In heating mode, the high-pressure gas refrigerant exits the compressor and enters the inner condenser housed in the HVAC box (Figure 9). The inner condenser gives off heat to the air passing over it, and the refrigerant changes from a hot, high-pressure gas to a hot, high-pressure liquid. After the refrigerant exits the inner condenser, it passes across the 2-way solenoid valve #1 that acts as a restriction, dropping the refrigerant pressure and temperature.  

The low-pressure liquid moves through the three-way solenoid valve #1, which allows the refrigerant to flow through the outer condenser at the front of the vehicle (unless frost is detected on the condenser, then it will divert the refrigerant around the condenser). In either case, the refrigerant travels through the three-way solenoid valve #2. If the refrigerant moves through the outer condenser, it picks up the heat, and the refrigerant changes state to a gas. Conversely, if the refrigerant bypasses the outer condenser, it remains a low-pressure liquid.  

In either case, the refrigerant is guided through the chiller, which picks up heat, and the remaining low-pressure liquid changes its state to a gas. The refrigerant enters the accumulator and subsequently moves back to the compressor.  

If the defroster is desired, the two-way solenoid valve #2 (located between two-way solenoid valve #1 and three-way solenoid valve #1) permits low-pressure/low-temperature liquid refrigerant to flow through the evaporator. The air in the HVAC box is dehumidified before the inner condenser heats the air. The refrigerant from the evaporator returns to the accumulator and back to the compressor. 

Tesla’s innovation 

The Nissan, Hyundai, and Kia heat pump systems are similar in design, with the components located throughout the under-hood area and under the dash. However, the Tesla heat pump system is much more compact, allowing a better fit into tight spaces under the hood. To achieve compactness, Tesla developed the Super Manifold, a two-layer printed circuit board (PCB) assembly that houses the refrigeration system on one side, while the other side is plumbed for coolant.  
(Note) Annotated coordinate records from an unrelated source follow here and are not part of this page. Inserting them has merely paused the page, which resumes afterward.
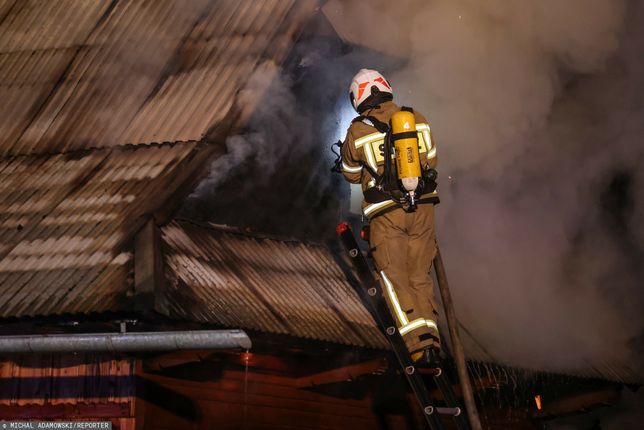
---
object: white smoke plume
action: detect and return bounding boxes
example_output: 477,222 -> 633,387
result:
327,0 -> 644,378
185,0 -> 644,381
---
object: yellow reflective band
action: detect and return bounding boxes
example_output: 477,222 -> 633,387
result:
380,270 -> 409,326
342,161 -> 362,173
362,200 -> 396,216
353,133 -> 385,148
398,318 -> 438,336
363,145 -> 378,172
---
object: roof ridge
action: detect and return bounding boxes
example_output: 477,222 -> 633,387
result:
0,140 -> 204,161
169,217 -> 328,249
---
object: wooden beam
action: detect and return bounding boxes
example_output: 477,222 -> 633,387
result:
134,218 -> 169,315
295,358 -> 389,388
533,385 -> 622,418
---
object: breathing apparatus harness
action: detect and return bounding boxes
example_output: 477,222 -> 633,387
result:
331,106 -> 438,212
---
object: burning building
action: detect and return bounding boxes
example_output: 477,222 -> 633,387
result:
0,0 -> 644,429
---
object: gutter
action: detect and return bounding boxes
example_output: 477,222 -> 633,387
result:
0,330 -> 252,353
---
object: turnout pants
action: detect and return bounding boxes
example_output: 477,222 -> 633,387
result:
369,204 -> 440,353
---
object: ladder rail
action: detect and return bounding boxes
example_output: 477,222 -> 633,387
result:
337,223 -> 470,430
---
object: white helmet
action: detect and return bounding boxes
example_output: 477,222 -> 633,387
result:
349,69 -> 393,113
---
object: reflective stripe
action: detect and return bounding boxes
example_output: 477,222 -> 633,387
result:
362,200 -> 396,216
398,318 -> 438,336
380,270 -> 409,324
342,161 -> 362,173
353,133 -> 385,148
353,133 -> 385,171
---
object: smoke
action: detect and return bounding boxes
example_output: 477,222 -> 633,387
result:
184,0 -> 644,380
322,0 -> 644,378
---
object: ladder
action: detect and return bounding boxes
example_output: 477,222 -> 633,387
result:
336,222 -> 470,430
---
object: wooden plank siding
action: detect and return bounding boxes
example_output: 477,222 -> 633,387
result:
137,370 -> 416,430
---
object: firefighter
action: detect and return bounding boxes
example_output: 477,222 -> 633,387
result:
341,69 -> 440,364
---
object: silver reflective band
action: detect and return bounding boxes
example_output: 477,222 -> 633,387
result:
362,200 -> 396,215
380,270 -> 409,324
342,161 -> 362,173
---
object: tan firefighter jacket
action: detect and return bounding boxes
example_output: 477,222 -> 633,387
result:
342,102 -> 438,219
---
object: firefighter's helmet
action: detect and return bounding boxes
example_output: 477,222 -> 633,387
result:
349,69 -> 393,113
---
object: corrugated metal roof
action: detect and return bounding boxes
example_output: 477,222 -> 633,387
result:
162,220 -> 644,383
0,0 -> 314,156
0,0 -> 315,317
0,143 -> 196,317
162,221 -> 387,348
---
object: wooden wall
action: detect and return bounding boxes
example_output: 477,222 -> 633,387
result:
0,354 -> 134,430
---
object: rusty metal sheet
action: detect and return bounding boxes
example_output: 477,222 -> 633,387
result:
162,220 -> 386,348
0,142 -> 196,317
0,0 -> 315,156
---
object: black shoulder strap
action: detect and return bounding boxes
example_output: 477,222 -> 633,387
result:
351,115 -> 389,133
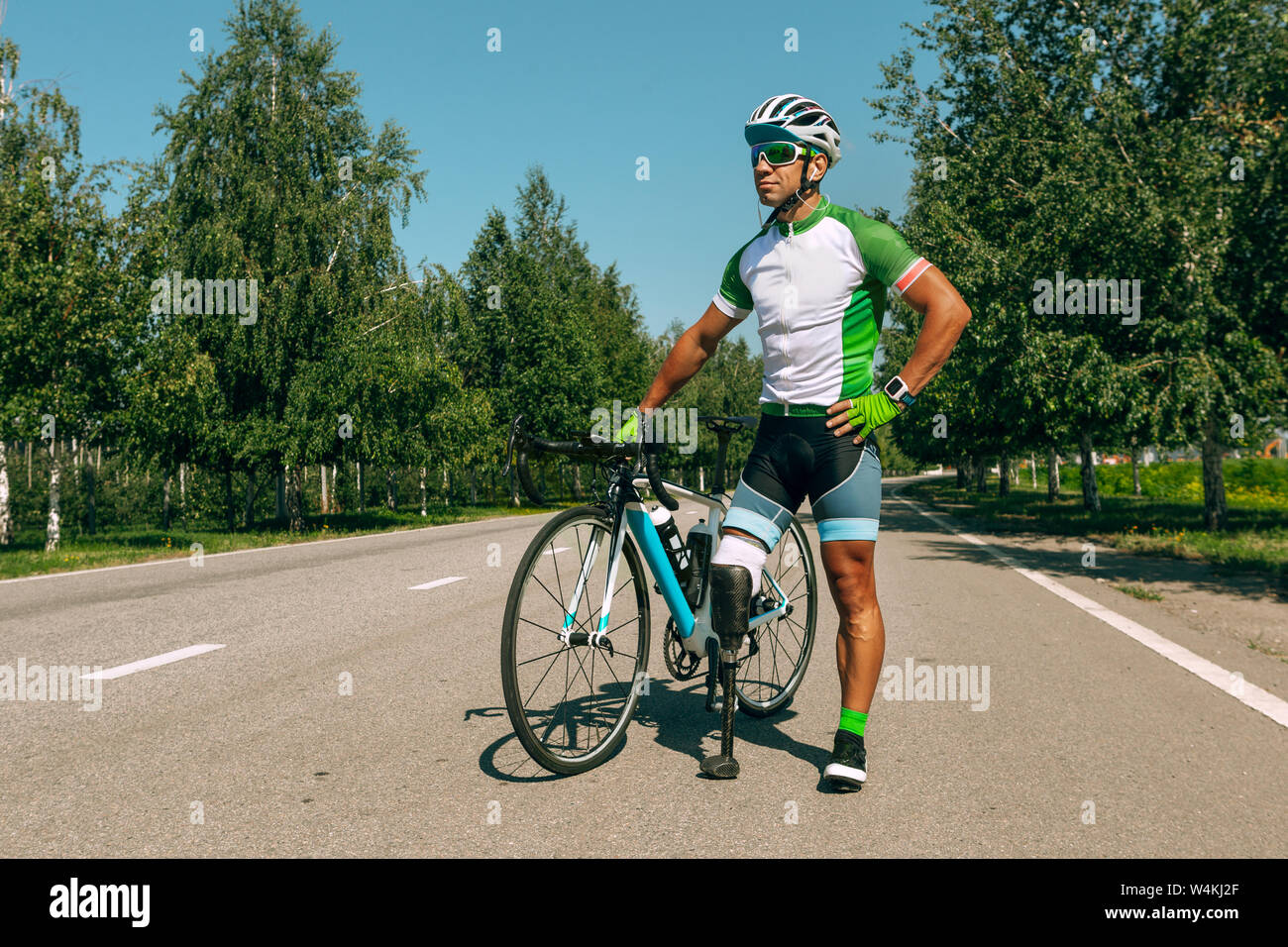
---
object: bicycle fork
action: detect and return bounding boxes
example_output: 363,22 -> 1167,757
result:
551,507 -> 625,648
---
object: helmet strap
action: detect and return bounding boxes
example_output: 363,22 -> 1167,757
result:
760,152 -> 827,231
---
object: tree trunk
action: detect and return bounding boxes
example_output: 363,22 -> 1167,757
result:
242,471 -> 259,530
274,467 -> 286,520
161,473 -> 174,530
85,464 -> 98,536
0,438 -> 13,546
46,438 -> 63,553
1081,430 -> 1100,513
1203,424 -> 1227,530
286,464 -> 304,533
224,469 -> 237,532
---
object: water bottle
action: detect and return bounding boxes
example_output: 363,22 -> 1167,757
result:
648,506 -> 690,588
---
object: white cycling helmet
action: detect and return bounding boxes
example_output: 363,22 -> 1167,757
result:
743,94 -> 841,168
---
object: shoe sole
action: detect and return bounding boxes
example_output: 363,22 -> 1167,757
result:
823,763 -> 868,789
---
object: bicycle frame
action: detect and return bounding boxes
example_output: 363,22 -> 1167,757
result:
559,475 -> 787,655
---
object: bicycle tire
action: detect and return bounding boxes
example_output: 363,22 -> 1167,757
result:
501,506 -> 651,776
737,517 -> 818,717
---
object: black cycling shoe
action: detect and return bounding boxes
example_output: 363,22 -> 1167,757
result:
823,730 -> 868,789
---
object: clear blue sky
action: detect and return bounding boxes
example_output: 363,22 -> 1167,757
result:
0,0 -> 934,351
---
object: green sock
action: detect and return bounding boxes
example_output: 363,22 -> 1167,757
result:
836,707 -> 868,737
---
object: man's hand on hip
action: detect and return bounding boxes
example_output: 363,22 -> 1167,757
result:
827,391 -> 901,443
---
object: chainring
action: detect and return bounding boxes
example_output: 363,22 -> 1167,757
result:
662,618 -> 702,681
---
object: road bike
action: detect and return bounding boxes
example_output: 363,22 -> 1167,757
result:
501,415 -> 818,777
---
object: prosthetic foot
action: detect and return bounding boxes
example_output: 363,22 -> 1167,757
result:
702,565 -> 751,780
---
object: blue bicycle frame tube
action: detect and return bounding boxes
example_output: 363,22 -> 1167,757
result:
626,506 -> 693,638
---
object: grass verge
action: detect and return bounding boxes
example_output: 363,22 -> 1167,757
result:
902,476 -> 1288,584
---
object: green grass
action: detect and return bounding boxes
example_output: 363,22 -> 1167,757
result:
903,474 -> 1288,586
0,502 -> 579,579
1115,585 -> 1163,601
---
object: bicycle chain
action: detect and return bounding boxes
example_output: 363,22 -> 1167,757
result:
662,618 -> 702,681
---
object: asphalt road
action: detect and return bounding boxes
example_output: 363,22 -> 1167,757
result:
0,480 -> 1288,857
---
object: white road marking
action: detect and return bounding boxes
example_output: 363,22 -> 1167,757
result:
407,576 -> 465,591
81,644 -> 224,681
0,514 -> 540,585
897,496 -> 1288,727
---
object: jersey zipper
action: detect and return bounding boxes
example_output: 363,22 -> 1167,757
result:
783,220 -> 795,414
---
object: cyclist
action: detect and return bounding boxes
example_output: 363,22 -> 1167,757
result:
623,94 -> 971,789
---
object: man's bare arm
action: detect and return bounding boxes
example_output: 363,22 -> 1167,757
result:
899,266 -> 971,394
640,303 -> 742,411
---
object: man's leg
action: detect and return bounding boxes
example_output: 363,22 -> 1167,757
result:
821,540 -> 885,714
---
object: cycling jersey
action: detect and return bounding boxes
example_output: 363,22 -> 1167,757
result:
712,197 -> 930,406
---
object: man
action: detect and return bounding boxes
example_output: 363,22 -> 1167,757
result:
628,94 -> 971,789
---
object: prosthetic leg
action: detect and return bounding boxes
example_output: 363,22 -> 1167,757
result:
702,565 -> 751,780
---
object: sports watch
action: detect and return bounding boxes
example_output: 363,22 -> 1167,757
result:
881,374 -> 917,410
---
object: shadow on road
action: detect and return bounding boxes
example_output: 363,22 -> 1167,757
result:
465,674 -> 831,783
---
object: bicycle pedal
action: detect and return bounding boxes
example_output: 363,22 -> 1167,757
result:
699,756 -> 742,780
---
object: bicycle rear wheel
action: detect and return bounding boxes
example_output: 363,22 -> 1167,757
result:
735,517 -> 818,716
501,506 -> 649,775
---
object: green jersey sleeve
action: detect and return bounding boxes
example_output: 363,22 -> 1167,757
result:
854,220 -> 930,295
711,241 -> 755,320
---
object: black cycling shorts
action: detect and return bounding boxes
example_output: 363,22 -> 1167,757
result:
724,412 -> 881,549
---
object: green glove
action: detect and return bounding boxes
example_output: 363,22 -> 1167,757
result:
844,391 -> 901,438
618,407 -> 641,445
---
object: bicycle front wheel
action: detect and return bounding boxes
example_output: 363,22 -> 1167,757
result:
501,506 -> 649,775
735,517 -> 818,716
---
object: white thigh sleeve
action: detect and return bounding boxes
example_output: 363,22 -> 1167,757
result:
711,535 -> 768,598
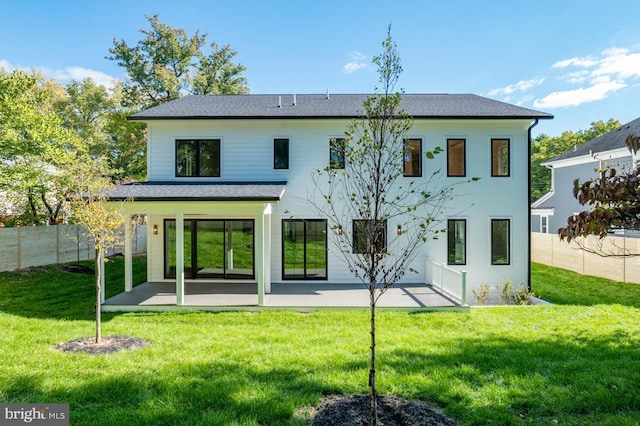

To manage the heating and cooling loops of the Tesla heat pump system, Tesla devised a pair of four-way valves stacked on top of each other and attached them to a coaxial motor. The valve assembly is called the Octovalve (Figure 10). Its design allows refrigerant and coolant to flow through a series of channels to provide heating or cooling without mixing. With the Octovalve system, a ninth pipe configuration works as a bypass to the radiator circuit.  

The refrigeration loop consists of a liquid-cooled condenser (LCC), a cabin condenser for the heating modes, a chiller, and a cabin evaporator for the cooling modes. There are five coolant loops in the system. In addition to coolant loops for the LCC and chiller, there are loops for the batteries, the Power Conversion System (PCS) and drive unit, and the radiator to provide proper cooling or heating. With the multiple orientations of the Octovalve, Tesla has developed a system with twelve heating and three cooling modes.  

While it would be beneficial to investigate all the heat pump systems in greater depth, it is simply impossible to achieve in a few pages. With each passing year, system refinement will continue. Until a specific heat pump design becomes the standard, enjoy the “Wild West” and remember, just like the techs of years past, constantly updating training is necessary to repair the customer's vehicle correctly the first time.